Astral Pain
Anyone who’s followed this blog, since the early days, has read more than one instance of my complaints about crappy support for Unicode in common programming tools. I’m sad to report that, even in 2012, doing Unicode is (still) harder than it looks.
Heterotic Beast is my math-enabled Forum software. It runs on Rails 3.1.6 and Ruby 1.9.3, so you’d think that all would be good. Which was why I was surprised that this post was ill-formed.
For faster performance, Heterotic Beast caches the rendered (X)HTML of each post in the database. Sure enough, the cached XHTML was truncated just before the “𝒜”, a character which, in Unicode, lies in Plane-1 (U+1D49C). Evidently, there was a problem storing characters outside the BMP.
Now, Rails3, by default, creates MySQL database tables with the ‘utf8
’ encoding. Since UTF-8 covers all 16 Unicode planes, you might think that would be sufficient. You would be wrong. MySQL’s utf8
encoding only covers the BMP. It can’t handle 4-byte characters at all.
Fortunately, MySQL 5.5.3 (released in March 2010) introduced a new encoding, ‘utf8mb4
’, which actually, y’know, supports Unicode.

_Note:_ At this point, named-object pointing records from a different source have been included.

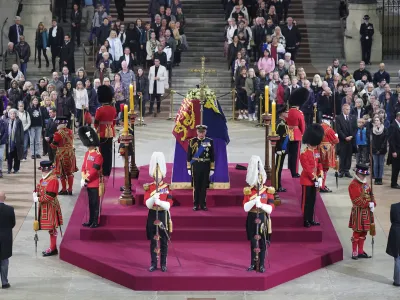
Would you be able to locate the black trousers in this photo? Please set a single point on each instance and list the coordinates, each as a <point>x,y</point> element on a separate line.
<point>293,160</point>
<point>106,152</point>
<point>308,202</point>
<point>201,180</point>
<point>13,157</point>
<point>366,46</point>
<point>345,153</point>
<point>395,170</point>
<point>76,32</point>
<point>39,52</point>
<point>308,118</point>
<point>280,160</point>
<point>55,51</point>
<point>154,97</point>
<point>93,197</point>
<point>119,5</point>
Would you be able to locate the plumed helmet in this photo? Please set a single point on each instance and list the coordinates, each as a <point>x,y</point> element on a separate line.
<point>104,94</point>
<point>157,160</point>
<point>298,97</point>
<point>254,169</point>
<point>313,135</point>
<point>88,136</point>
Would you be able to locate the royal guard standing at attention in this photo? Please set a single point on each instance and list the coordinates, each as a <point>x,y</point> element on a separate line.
<point>362,213</point>
<point>200,165</point>
<point>104,122</point>
<point>258,203</point>
<point>65,162</point>
<point>296,126</point>
<point>50,216</point>
<point>92,177</point>
<point>327,150</point>
<point>158,200</point>
<point>311,176</point>
<point>281,146</point>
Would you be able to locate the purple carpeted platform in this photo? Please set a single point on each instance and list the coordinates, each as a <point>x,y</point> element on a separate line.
<point>211,246</point>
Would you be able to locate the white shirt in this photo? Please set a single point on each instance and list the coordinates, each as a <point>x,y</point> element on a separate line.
<point>54,31</point>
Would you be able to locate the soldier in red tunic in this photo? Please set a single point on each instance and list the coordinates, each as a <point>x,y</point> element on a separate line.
<point>104,122</point>
<point>296,128</point>
<point>158,200</point>
<point>65,162</point>
<point>327,150</point>
<point>361,216</point>
<point>91,173</point>
<point>50,216</point>
<point>311,176</point>
<point>258,202</point>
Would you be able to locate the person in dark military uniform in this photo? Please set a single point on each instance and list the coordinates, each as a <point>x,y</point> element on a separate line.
<point>281,146</point>
<point>366,33</point>
<point>200,165</point>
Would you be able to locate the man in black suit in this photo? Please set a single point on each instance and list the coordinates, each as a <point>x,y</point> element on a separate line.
<point>394,150</point>
<point>15,31</point>
<point>51,128</point>
<point>56,40</point>
<point>67,52</point>
<point>344,128</point>
<point>7,223</point>
<point>76,19</point>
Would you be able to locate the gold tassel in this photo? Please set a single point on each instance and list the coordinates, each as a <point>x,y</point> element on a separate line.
<point>372,230</point>
<point>36,225</point>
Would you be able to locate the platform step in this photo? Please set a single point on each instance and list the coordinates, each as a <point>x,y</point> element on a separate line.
<point>221,234</point>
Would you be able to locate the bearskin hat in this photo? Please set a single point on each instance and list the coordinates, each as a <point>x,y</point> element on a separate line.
<point>298,97</point>
<point>313,135</point>
<point>88,136</point>
<point>104,94</point>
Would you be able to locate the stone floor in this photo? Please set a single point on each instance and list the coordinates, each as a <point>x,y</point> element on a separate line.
<point>32,276</point>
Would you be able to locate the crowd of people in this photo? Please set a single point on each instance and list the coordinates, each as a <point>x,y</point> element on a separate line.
<point>138,54</point>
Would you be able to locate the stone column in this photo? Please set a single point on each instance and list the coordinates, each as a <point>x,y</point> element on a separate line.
<point>352,44</point>
<point>35,11</point>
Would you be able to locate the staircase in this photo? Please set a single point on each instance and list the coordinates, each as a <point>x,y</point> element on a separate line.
<point>204,31</point>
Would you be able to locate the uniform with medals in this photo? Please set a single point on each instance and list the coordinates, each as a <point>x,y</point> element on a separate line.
<point>311,176</point>
<point>50,216</point>
<point>200,165</point>
<point>296,126</point>
<point>361,216</point>
<point>104,122</point>
<point>92,176</point>
<point>281,146</point>
<point>257,198</point>
<point>327,150</point>
<point>158,200</point>
<point>366,33</point>
<point>65,162</point>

ALTER TABLE table_name CONVERT TO CHARACTER SET utf8mb4 COLLATE utf8mb4_unicode_ci;
did the trick. Now the posts, in the database, didn’t get truncated at the first astral plane character. Unfortunately, instead of astral plane characters, the database entries contained garbage characters. Obviously, Rails had no idea that I had switched encodings in the database. I needed to say so, explicitly, in config/database.yml
:
production: adapter: mysql2 host: 127.0.0.1 database: beast username: ... password: ... encoding: utf8mb4 port: 3306
Ah, if only life were so simple. The release version of the mysql2
gem doesn’t support the utf8mb4
encoding. Fortunately (as of December, 2011), the development version does. So
gem 'mysql2', :git => 'http://github.com/brianmario/mysql2.git'
(finally!) makes everything work as it should.
Remarkably, even after a decade of such pain, Unicode is, in 2012, still “cutting edge.”
Re: Astral Pain
I’m not sure what you’re quoting “Cutting Edge” from, but neither Ruby, nor Rails, nor MySQL could be considered, on any level, “Cutting Edge.”
Unless you had Cobol or Coldfusion in mind, in which case, sure, if people use it now, it’s relatively “cutting edge.”